Île de Sein
L’Île de Sein reçoit la croix de la Libération le 1er janvier 1946. En juin 1940, la quasi-totalité des hommes en âge de combattre choisit de partir rejoindre les Forces Françaises Libres en Angleterre.
Située en Bretagne, au large de la Pointe du Raz, la petite Ile de Sein (56 hectares) comprend 1 400 habitants en septembre 1939. Une grande partie des hommes sont mobilisés alors qu'une petite garnison d'une vingtaine d'hommes y prend place.
En juin 1940, en plus des combats aériens qui se déroulent au-dessus de leurs têtes, les informations parviennent aux Sénans par les bateaux qui accostent ou par les rares postes de TSF à accus et à galènes qui se trouvent sur l'Ile sur laquelle il n'y a pas l'électricité.
C'est ainsi que sont connues, le 19, la prise de Rennes et l'évacuation de Brest. Le jour même, l'Ar Zénith, qui assure deux fois par semaine le transport de passagers, de marchandises et du courrier entre Audierne et l'Ile de Sein, fait escale sur l'Ile. Il a à son bord une centaine de militaires dont des chasseurs alpins, des jeunes gens d'Audierne et du matériel de guerre qu'il doit emmener à Ouessant. Vers 19H00, il repart avec exclusivement les militaires, accompagné de la Velléda, ravitailleur des phares, qui a pris en charge les civils et les iliens. En réalité l'Ar Zénith, après escale à Ouessant, traverse la Manche sur ordre des autorités militaires et gagne Plymouth ; les quatre membres de son équipage sont les premiers habitants de l'Ile à partir vers l'Angleterre.

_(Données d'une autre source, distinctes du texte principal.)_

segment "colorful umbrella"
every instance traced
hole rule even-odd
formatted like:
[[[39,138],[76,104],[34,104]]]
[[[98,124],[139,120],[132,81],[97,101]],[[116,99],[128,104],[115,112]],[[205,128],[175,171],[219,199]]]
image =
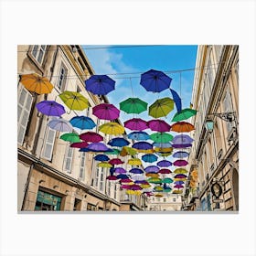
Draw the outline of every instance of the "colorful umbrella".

Le retour de la Velléda le lendemain informe les Sénans de la situation. Le 21 juin, la garnison quitte Sein. Prévenus qu'un général français doit parler à la radio de Londres, quelques dizaines d'iliens, réunis autour d'un des postes de TSF, entendent le discours du général de Gaulle le 22 juin. Fortement impressionné, chacun retourne chez soi alors que des avions bombardent des cargos qui passent au large.
Le 24 juin, le maire fait afficher qu'un avis, reçu d'Audierne par téléphone, ordonne aux militaires de se rendre aux autorités allemandes d'Audierne. Réagissant à cette menace d'être fait prisonnier, Jean-Marie Porsmoguer et Prosper Couillandre prennent sur eux d'armer leurs bateaux, respectivement la Velléda et le Rouanez-ar-Mor. A 21 heures, les deux navires sont pleins, chargés d'hommes en âge de combattre.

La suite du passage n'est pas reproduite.